DIAMOND-BACKED TERRAPINS

      During the full moon each May, many, many thousands of horseshoe crabs come ashore on sandy beaches in backwaters off the Atlantic Ocean, including Delaware and Chesapeake Bays, to spawn billions of eggs in the sand.  Meanwhile, hundreds of thousands of north-bound shorebirds halt their migrations to gorge on that tremendous bounty of horseshoe crab eggs.  And several diamond-backed terrapins come close to those same beaches, perhaps to see what the excitement is about.  One can see the turtles poking their heads out of the brackish water so they can breathe and look around. 

     Amusingly, several of those terrapins climb on the horseshoe crabs in the shallows.  Being devout sun-bathers, those turtles are there to bask in the sunlight, which kills skin parasites and warms the cold-blooded turtles enough so they can hunt food.  

     Diamond-backed terrapins are the only North American turtles that live in brackish harbors, estuaries and saltmarsh channels along the Atlantic and Gulf Coasts of the United States.  There they consume snails, mussels, clams, marine worms, crustaceans and fish.  In turn, some of their eggs are eaten by striped skunks and raccoons that dig them up.  And some newly-hatched diamond-backs are consumed by gulls, herons, rails, skunks, coons, mink and other saltmarsh predators. 

     Terrapins are a handsome species, in a camouflaged way.  The upper shells of adult females are up to ten inches long.  Adult males are smaller.  And all terrapins, young and older, are light-gray all over, with dark circles on their upper shells and black dots on their heads, necks and legs. 

     Interestingly, the top shells of all species of turtles are their backbones and ribs all grown together.  Their bottom shells are their greatly enlarged sternum bones. 

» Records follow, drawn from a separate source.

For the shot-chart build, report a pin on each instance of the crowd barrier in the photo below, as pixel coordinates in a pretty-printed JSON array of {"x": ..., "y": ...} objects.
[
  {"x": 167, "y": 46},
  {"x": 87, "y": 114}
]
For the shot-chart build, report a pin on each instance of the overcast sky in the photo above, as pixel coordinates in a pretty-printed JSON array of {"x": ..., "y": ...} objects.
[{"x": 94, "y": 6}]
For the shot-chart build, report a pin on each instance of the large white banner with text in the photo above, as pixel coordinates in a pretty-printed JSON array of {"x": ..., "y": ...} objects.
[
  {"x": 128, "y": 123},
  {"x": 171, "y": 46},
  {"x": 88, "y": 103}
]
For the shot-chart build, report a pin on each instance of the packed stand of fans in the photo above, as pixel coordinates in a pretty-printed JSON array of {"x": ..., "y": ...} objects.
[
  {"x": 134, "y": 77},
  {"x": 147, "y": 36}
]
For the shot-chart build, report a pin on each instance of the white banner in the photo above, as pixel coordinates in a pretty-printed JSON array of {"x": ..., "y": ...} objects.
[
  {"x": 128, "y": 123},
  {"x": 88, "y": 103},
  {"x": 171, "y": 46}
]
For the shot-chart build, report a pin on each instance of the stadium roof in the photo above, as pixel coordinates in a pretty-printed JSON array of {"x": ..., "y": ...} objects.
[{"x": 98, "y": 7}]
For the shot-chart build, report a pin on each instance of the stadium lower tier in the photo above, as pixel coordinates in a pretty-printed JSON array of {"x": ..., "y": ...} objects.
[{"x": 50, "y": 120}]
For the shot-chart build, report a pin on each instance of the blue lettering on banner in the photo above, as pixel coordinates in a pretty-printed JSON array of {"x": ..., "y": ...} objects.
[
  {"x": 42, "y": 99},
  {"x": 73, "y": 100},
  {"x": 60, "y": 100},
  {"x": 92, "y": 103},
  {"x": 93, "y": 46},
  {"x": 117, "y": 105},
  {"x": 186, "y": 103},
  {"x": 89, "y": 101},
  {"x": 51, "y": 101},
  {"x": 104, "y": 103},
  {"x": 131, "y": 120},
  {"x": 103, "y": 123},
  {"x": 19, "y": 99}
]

     I've seen many terrapins in the Chesapeake and Delaware Canal in Delaware and Maryland, the Wetlands Institute Saltmarsh Refuge at Stone Harbor New Jersey and at the Misipilion Refuge along Delaware Bay in Delaware.  Workers at the Wetlands Institute examine female terrapins killed on roads for eggs in them that are still viable.  Those turtles were crossing roads from salt marshes to find sandy soil suitable for laying their eggs.  But, instead, they found death.  However, some of the eggs in those killed female terrapins are still intact.  They are taken from the dead females, incubated at a higher temperature to produce female hatchlings, and fed and sheltered at the Institute until they are big enough to avoid most predators.  Then they are released into the Wetlands Institute's saltmarsh to finish growing up and reproducing.  

     Female terrapins, like all female turtles, use their back legs to dig holes in sand or loose soil.  Their sharp claws make short work of the digging.  And when the nursery is ready, each female turtle drops her eggs into it and covers them with sand or soil with her hind legs.

     Diamond-backed terrapins are attractive, interesting turtles of brackish water.  They are exciting to see in ocean backwaters.